1.α- amylase and its function
Alpha-amylase, also known as endoamylase, is a kind of metal hydrolase that needs calcium ions. Calcium ion binds to enzyme protein and shows activity, but EDTA treatment will make its activity lose.
α -amylase can randomly hydrolyze α- 1, 4- glycosidic bonds in starch, but it cannot hydrolyze α- 1, 6- glycosidic bonds. If the substrate is amylose, it will hydrolyze to produce glucose, maltose and maltotriose; If the substrate is amylopectin, the hydrolysate is glucose, maltose, maltotriose and α-dextrin with α- 1, 6- glycosidic bond, with more than 3 glucose residues.
In addition, it should be noted that α and β in α -amylase and β -amylase do not represent any conformational relationship, but are just numbered. There are many ways to produce α -amylase in nature, for example, microbial fermentation is the most commonly used method. In addition, this enzyme can also be extracted from plants or animals, and the properties of amylase obtained by different ways are different. Because of the great demand for α -amylase in industrial production, fungi and bacteria are generally used for fermentation. Bacillus subtilis, Bacillus and Streptomyces hygroscopicus can all produce α -amylase
2. β -amylase and its function
β-amylase, also known as exoamylase, is a kind of hydrolase containing sulfhydryl groups. Starting from the non-reducing end of starch, the enzyme hydrolyzes α- 1, 4- glycosidic bond in turn in units of two glucose residues to produce maltose, but it can't hydrolyze α- 1, 6- glycosidic bond, so it can't go beyond the fulcrum and leave a very long dextrin, that is, β-dextrin.

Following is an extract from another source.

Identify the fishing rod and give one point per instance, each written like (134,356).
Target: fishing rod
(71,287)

Therefore, when β -amylase acts on amylose, almost only maltose is produced; When used in amylopectin, the products are maltose and β -dextrin
3.R- enzyme and its function
R- enzyme, also called debranching enzyme, acts on α- 1, 6- glycosidic bond. Under the action of debranching enzyme, the α- 1, 6- glycosidic bond of α-dextrin and β-dextrin is hydrolyzed and the branched chain is removed. The remaining linear part is hydrolyzed by α -amylase and β -amylase to produce maltose and glucose. However, R- enzyme can not directly hydrolyze α- 1, 6- glycosidic bond in amylopectin.
4. Glycosylated amylase and its function
Saccharifying amylase, glucoamylase, is an enzyme that can hydrolyze starch into glucose, in which the hydrolysis rate can reach 100%, and it is usually used as a saccharifying agent for starch. Glucoamylase has low specificity and is suitable for many substances. It can cleave both α- 1, 4- glycosidic bonds and α- 1, 6- glycosidic bonds from the non-reducing end of starch molecules, but the hydrolysis speed of α- 1, 4- glycosidic bonds is faster. At the same time, it can hydrolyze dextrin, maltose and glycogen. Hydrolysis starts from the end of the substrate molecule and belongs to exonuclease.